However, more generally, a word-for-word direct translation shouldn't just be accepted as-is. There's many cases where a word-for-word translation gives a wrong, or even completely opposite meaning. I think it's important to understand the meaning and translate that into a correct sentence, rather than just relying on word-for-word translation.
I agree. Sometimes direct translation causes problem, especially translating proverbs or other complicated or colloquial clause and sentences.
The reason why I mentioned direct translation is that there is no concept of article in bahasa indonesia, so the literal meaning of 'Ia membaca koran' is 'she reads newspaper'. (or newspapers) Yes, it sounds strange, but this is the characteristic of bahasa indonesia. It can be a newspaper or the newspaper, depending on the context, but in this case there is no context. So I think we cannot determine whether it is 'a' or 'the' newspaper.
This example is very plain case, so there is no problem for word by word translation. I know that Duoligo lessons are designed by bilinguals who are fluent in both languages, this case bahasa indonesian and english, so it may seem unnatural to come up with the sentence that I wrote for the native english speakers.
But please not that there are some people who are using this platform while being not fluent in english. Especially, in my case, my mother language also does not have articles like a, an, the, so when i saw this exercise, i accidentally omitted the article.
I still believe 2 things. Writing grammatical perfect english sentence is unnecessary when it comes to learning bahasa indonesia. Second, my translation does not change any meaning. How do you guys think?
I'm just a learner of Indonesian like you, but I am also a contributor to the course of Polish, a language which also doesn't have articles, and our flag is just the Indonesian flag, but upside down ;) Let me answer you from the position of a Duolingo 'teacher':
No. Nononononononononononononono. No. Absolutely not. This is a language learning website. No course should knowingly accept any grammatically incorrect answer neither in the target language nor the source language. It decreases Duolingo's credibility. If they accept wrong answers in English, how can one be sure that all the Indonesian answers are correct?
You mentioned that many people that are not native speakers of English take the courses 'for English speakers' - of course. But English is the language taught in the majority of the world and for those people it is also beneficial to be corrected. In this way, they learn two languages and the same time, finally remembering some rules of English because without remembering them they will get constantly annoyed.

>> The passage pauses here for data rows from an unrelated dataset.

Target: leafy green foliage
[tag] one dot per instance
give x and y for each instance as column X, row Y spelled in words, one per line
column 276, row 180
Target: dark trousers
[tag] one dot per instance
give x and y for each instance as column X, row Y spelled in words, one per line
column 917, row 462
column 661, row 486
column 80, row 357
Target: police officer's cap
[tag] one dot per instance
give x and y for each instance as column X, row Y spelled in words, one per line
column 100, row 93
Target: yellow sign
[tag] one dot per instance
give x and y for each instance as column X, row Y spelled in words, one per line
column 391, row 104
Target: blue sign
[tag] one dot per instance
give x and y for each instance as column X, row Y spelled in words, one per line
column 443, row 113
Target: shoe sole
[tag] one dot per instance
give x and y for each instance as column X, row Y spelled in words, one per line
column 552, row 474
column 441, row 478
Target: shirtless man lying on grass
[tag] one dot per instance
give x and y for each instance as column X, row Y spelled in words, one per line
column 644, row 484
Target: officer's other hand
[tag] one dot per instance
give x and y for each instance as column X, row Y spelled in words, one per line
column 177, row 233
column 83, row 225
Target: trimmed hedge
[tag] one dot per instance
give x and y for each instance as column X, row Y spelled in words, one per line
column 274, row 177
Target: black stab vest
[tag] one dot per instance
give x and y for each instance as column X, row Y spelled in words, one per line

Sure, annoyed. I understand why you wrote what you wrote. I also get corrected sometimes, or I miss a word. It happens to most of us. But a wrong answer is a wrong answer.

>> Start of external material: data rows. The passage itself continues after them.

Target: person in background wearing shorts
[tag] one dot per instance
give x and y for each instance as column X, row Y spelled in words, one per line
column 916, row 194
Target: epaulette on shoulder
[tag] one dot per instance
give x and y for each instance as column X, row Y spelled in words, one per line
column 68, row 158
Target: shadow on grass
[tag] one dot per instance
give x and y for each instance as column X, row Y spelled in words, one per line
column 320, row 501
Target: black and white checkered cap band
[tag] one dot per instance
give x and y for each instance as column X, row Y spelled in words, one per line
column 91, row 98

If that isn't enough, take the following into consideration: every "X for English speakers" course is also an "English for X speakers" course at the same time. This is called 'a reverse tree' and it is widely recommended for people that either finished the course they wanted or at least got further in it. It allows them to write more in the language they want to learn, by acting as if it was the language they learn from. So basically, this course here will also be taken by many Indonesian people learning English. And if such an Indonesian person types "She reads newspaper" and it gets accepted... Then Houston, we've got a problem ;)
there is no concept of article in bahasa
What about sebuah, seekor, seorang? They seem to fill a similar role to "a"/"an".

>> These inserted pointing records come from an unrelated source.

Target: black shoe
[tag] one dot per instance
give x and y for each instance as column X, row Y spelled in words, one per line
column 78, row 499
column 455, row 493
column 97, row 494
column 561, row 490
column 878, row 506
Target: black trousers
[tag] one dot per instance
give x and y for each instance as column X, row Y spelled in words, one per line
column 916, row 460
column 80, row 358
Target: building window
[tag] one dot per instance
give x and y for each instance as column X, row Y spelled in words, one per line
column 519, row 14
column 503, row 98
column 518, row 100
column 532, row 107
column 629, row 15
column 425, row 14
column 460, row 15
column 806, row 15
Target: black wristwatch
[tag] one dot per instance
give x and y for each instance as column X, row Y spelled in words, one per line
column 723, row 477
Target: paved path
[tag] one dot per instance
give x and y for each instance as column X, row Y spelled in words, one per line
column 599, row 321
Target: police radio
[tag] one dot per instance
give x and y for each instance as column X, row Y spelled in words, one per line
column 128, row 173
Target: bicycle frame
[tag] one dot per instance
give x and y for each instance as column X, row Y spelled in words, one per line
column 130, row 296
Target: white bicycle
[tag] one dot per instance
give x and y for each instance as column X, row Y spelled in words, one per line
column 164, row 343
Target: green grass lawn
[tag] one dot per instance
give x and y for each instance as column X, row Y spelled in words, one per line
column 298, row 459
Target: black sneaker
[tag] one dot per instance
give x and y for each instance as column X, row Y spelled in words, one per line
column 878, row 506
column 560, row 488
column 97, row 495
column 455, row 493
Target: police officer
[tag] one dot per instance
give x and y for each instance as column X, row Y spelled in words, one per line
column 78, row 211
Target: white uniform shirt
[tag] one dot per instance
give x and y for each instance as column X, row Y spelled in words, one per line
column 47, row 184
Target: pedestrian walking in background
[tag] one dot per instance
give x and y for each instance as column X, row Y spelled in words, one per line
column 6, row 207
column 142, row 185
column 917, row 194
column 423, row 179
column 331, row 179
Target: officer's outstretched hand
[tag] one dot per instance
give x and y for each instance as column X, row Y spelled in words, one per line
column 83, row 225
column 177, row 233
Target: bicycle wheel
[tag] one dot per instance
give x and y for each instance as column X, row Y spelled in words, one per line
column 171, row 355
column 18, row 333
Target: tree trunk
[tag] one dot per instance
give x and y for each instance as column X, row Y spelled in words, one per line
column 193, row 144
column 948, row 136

Although I guess those are more like "a something of...", like we'd use with uncountable nouns in English.
Writing grammatical perfect english sentence is unnecessary when it comes to learning bahasa indonesia. Second, my translation does not change any meaning.
I agree with both of those points. However, I don't think it should be changed to allow your answer, because to allow a word-for-word translation when it's not strictly correct would encourage an unhelpful attitude towards translation, and (especially when combined with some of the very unnatural "correct" translations that come from some of the other questions) would effectively guide people towards making only word-for-word translations, even when it would change the meaning.
I certainly tried to use the Ingriss dari Bahasa course to learn in reverse - as that was available a long time before this course.
I didn't make much progress doing it that way, though; I think you probably need to have a reasonable level of the language before that approach is really helpful.
I can only assume that when Duolingo allows you to contribute to a language that you require absolutely no pedagogical skills whatsoever.
The notes for this topic provides a table of Indonesian subject pronouns (cf. https://www.duolingo.com/skill/id/Basics-2/tips-and-notes). Nowhere does it list 'Ia' as a third person singular pronoun.
Why is 'Ia' missing from the table of pronouns? Why is 'Ia' introduced in a translation without it first being taught?
I have done some checking and it would appear the table of pronouns cited above is very incomplete. Maybe there is a reason for that. However, we should not have to just guess what words mean. They should have been taught first.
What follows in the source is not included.